&x(C1::FANCONE, ...)::FANCONE C1::FANCONE &x C2::FANCONE
If all arguments are of type FANCONE, then so is the result. The domain of the result is the Cartesian product of the arguments' domains. See CONE[&x] and FAN[&x].
arecompatible(C1::FANCONE, C2::FANCONE, C::name)::boolean
If C1 and C2 have the same domain F, then the (optional) third argument C receives a FANCONE whose domain is F. (In other words, C receives the minimum of C1 and C2.) See CONE[arecompatible] and minimum.
convert(C::FANCONE, POLYHEDRON)::CELL
If applied to a FANCONE, this function returns a CELL whose domain is the conversion the domain of C to a PCOMPLEX. See FAN[convert/PCOMPLEX].
convert(C::FANCONE, affine, v::vec)::CELL
If applied to a FANCONE, this function returns a CELL whose domain is the conversion the domain of C to a PCOMPLEX representing the same fan in affine space (and, if v is given, with origin translated to v). See FAN[convert/affine].
domain(C::FANCONE)::FAN
The domain of C. This is the fan to which it belongs.
maximum(C1::FANCONE, ...)::{FANCONE, 'FAIL'}
The maximum of the given arguments, i.e., the smallest fancone containing them all. If no such cone exists, the functions returns FAIL. All arguments must have the same domain; at least one argument must be given.
minimum(C1::FANCONE, ...)::FANCONE
The minimum of the given arguments, i.e., the largest fancone contained in all of them. All arguments must have the same domain; at least one argument must be given. Note that the minimum is just the intersection of the arguments (but with the additional domain information).
preimage(C::FANCONE, A::{mat, rational, real_infinity})::FANCONE
The result is a FANCONE whose domain is the preimage of the domain of C. See CONE[preimage] and FAN[preimage].
tranversalfan(C::FANCONE, A::name)::FAN
The fan "transversal" to C in domain(C).
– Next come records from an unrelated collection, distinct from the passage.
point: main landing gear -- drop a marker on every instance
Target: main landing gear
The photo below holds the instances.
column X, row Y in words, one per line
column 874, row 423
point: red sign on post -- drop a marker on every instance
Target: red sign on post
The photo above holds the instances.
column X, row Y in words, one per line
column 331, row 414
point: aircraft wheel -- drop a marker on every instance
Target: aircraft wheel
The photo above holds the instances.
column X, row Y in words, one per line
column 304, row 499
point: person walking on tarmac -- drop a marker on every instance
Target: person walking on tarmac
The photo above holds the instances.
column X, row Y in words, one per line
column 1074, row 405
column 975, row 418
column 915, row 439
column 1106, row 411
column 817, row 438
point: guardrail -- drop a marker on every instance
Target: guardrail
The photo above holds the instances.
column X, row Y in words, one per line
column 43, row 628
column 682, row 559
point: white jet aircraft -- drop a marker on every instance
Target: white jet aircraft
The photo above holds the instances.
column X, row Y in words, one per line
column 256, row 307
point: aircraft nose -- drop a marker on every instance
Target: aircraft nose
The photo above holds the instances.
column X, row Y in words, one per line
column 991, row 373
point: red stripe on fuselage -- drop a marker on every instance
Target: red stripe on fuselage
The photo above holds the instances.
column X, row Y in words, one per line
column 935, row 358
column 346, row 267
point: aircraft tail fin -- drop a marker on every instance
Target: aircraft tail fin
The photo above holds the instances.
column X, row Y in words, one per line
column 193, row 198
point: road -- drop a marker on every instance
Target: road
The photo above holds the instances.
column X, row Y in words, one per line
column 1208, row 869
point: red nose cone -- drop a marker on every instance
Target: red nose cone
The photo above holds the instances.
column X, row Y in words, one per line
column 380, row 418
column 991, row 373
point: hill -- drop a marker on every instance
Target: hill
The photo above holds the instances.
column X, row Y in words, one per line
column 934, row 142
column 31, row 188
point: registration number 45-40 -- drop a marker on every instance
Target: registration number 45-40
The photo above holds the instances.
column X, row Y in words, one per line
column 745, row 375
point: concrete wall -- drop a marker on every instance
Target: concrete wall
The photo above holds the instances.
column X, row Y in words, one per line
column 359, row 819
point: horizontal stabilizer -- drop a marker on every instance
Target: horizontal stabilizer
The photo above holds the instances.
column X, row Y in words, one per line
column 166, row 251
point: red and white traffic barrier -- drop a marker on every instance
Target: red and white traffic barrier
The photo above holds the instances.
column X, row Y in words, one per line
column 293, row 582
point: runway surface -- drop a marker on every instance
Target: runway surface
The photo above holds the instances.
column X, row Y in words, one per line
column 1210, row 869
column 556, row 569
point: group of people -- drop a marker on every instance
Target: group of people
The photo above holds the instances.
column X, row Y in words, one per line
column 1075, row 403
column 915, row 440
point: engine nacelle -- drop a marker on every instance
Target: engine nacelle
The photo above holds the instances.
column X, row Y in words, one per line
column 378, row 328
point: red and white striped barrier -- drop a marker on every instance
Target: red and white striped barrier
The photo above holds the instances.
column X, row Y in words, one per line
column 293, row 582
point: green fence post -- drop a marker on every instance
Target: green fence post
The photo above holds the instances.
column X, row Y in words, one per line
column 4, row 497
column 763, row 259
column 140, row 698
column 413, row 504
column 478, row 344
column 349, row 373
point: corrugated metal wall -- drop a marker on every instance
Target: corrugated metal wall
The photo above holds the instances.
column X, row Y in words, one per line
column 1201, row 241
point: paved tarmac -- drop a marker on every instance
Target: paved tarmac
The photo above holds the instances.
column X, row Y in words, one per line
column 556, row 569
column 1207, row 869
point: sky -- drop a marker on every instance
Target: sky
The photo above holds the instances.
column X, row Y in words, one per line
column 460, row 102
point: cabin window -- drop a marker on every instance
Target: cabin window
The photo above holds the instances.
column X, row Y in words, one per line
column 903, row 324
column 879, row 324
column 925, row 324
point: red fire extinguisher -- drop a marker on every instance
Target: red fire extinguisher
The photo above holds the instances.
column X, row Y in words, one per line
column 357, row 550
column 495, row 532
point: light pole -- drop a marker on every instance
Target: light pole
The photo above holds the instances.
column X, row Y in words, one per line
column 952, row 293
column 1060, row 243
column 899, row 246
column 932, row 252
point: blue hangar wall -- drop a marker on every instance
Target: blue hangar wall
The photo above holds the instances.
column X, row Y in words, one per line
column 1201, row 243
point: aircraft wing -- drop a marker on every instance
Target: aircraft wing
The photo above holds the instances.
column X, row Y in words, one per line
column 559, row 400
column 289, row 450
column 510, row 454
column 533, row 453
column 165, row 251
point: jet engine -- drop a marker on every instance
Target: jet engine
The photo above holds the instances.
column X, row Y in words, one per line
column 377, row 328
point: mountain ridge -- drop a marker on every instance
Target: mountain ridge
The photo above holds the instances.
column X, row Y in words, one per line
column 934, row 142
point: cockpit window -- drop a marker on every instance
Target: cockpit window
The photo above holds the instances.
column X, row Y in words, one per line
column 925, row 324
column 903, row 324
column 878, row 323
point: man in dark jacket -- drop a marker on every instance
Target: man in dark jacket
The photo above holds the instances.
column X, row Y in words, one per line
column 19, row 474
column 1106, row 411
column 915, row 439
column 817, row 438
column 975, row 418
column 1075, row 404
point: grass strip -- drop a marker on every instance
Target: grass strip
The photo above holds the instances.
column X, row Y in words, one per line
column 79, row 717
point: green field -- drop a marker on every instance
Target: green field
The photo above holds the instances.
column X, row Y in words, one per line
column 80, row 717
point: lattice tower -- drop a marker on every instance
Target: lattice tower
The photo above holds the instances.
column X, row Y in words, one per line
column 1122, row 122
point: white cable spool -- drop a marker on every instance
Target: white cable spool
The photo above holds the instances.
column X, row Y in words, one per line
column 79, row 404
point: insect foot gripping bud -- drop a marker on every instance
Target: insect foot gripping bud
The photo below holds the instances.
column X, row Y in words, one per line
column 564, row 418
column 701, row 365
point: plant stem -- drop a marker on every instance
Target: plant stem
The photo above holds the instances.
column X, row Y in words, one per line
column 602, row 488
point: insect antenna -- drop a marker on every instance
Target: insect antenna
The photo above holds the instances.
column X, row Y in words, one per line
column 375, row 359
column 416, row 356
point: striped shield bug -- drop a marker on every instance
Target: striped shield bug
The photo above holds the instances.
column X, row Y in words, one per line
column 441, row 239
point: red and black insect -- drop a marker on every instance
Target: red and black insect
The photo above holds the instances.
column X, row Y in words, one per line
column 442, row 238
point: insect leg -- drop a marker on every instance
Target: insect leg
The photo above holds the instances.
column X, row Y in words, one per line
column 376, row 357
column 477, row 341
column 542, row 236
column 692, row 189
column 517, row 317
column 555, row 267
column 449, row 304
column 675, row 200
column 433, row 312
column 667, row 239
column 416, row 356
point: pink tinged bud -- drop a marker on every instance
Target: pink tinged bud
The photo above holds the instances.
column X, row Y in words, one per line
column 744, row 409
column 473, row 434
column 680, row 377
The optional argument A receives the mat associated with the projection onto the quotient lattice.
The name "transversal fan" was suggested by Gottfried Barthel. In W. Fulton, Introduction to Toric Varieties, Princeton 1993, it is called the "star", and in fact the elements of the transversal fan of C correspond bijectively to the elements of the star of C.